Wednesday, October 29, 2014

The Blind Spot Chapter 2

Barry spoke again. "You can take the papers out now." I took mine out of my mouth and unfolded it. It was the outside of a gum wrapper. We waited for Barry to explain.

"Arthur Conan Doyle once wrote 'Once you eliminate the impossible, whatever remains, no matter how improbable, must be the truth.' I used to think that meant looking at possibilities, eliminating what couldn't be true, and taking what remained. Even when I became a mech pilot and should have known better, I didn't understand.

Mech pilots are trained to act. Not react, but *act*. Sure, in the field you're mostly walking from one place to another, or standing around waiting for orders, or cleaning or digging trenches or whatever, but that's not really why you're there. You're there to do what's appropriate and necessary when the moment comes.

Your instructors beat you into the ground, force you to run for days with full packs and no rations other than what you can catch and kill with your bare hands. Tired, thirsty, dirty, nauseated, beaten, you're trained to perform under any conditions. There's good reason training's tough. When the moment comes, you can't be thinking about how tired or hungry you are, or how your squad-mate's brains are decorating your face, or how your arm just got shot off. In fact, the worse things are, the less you can afford to let your surroundings dictate what happens.

I don't say you control the situation. Control is an illusion. You think you control something, you think you're in charge, you become complacent. That's a good way to get killed. But you don't just let things happen to you either. You make things happen.

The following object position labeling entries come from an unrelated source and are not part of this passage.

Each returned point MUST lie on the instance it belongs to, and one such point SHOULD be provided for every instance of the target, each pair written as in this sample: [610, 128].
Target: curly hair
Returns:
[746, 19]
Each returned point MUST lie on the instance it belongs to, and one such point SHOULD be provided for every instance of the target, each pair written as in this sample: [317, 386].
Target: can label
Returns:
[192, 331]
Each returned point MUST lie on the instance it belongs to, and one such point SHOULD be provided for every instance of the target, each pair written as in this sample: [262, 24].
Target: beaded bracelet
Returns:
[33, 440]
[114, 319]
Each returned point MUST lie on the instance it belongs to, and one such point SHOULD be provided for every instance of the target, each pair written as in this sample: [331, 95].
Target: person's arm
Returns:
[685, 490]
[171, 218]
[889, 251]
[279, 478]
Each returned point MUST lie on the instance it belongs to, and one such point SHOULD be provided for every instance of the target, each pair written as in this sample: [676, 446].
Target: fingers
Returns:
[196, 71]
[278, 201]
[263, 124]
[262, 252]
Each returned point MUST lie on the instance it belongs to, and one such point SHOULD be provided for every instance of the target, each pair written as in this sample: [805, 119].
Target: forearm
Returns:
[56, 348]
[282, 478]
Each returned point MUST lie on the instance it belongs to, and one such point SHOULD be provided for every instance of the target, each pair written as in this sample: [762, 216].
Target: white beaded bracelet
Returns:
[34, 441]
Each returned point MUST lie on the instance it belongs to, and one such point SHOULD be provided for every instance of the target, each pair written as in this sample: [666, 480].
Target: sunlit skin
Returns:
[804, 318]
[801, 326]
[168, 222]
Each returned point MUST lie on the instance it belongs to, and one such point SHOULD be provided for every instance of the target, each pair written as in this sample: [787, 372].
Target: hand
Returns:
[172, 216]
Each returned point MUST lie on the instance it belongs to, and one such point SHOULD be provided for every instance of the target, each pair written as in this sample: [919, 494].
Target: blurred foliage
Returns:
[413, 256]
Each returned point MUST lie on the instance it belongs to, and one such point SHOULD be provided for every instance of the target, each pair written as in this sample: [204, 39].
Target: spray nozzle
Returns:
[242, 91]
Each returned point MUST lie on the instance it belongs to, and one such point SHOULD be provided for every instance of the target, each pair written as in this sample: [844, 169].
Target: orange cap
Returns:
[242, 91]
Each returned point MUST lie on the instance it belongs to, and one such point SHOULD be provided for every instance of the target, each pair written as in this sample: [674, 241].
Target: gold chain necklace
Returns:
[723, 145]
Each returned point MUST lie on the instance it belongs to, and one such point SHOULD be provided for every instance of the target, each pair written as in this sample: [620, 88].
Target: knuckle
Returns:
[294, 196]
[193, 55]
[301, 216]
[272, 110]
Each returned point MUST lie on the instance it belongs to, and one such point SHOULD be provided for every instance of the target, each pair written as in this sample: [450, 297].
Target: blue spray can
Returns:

But back to what I was saying. 'Once you eliminate the impossible, whatever remains, no matter how improbable, must be the truth.' Elimination for a mech pilot isn't a passive process. You fire up your missile racks, beat your opponent to the trigger, and walk the road of skulls and blood to a better tomorrow. It doesn't matter how unlikely it is that you win, all you need to do is destroy everything until winning is the only thing left.

I know how silly that sounds, and that's fine. It *is* silly for cadets to think that way. At your stage of development, nothing about being a mech pilot comes naturally. If you follow your untrained instincts, you'll just get killed. But mech pilots replace instinct with training. You don't think or try to do things, you just do them.

Being a mech pilot is a lot different to being a cadet. But what I did just now wasn't something just any mech pilot can do. Like I said, my brain works differently. It isn't a gift, it isn't a power, it isn't even that I perceive more than others. No, its just that part of my brain was damaged, the part that does not see.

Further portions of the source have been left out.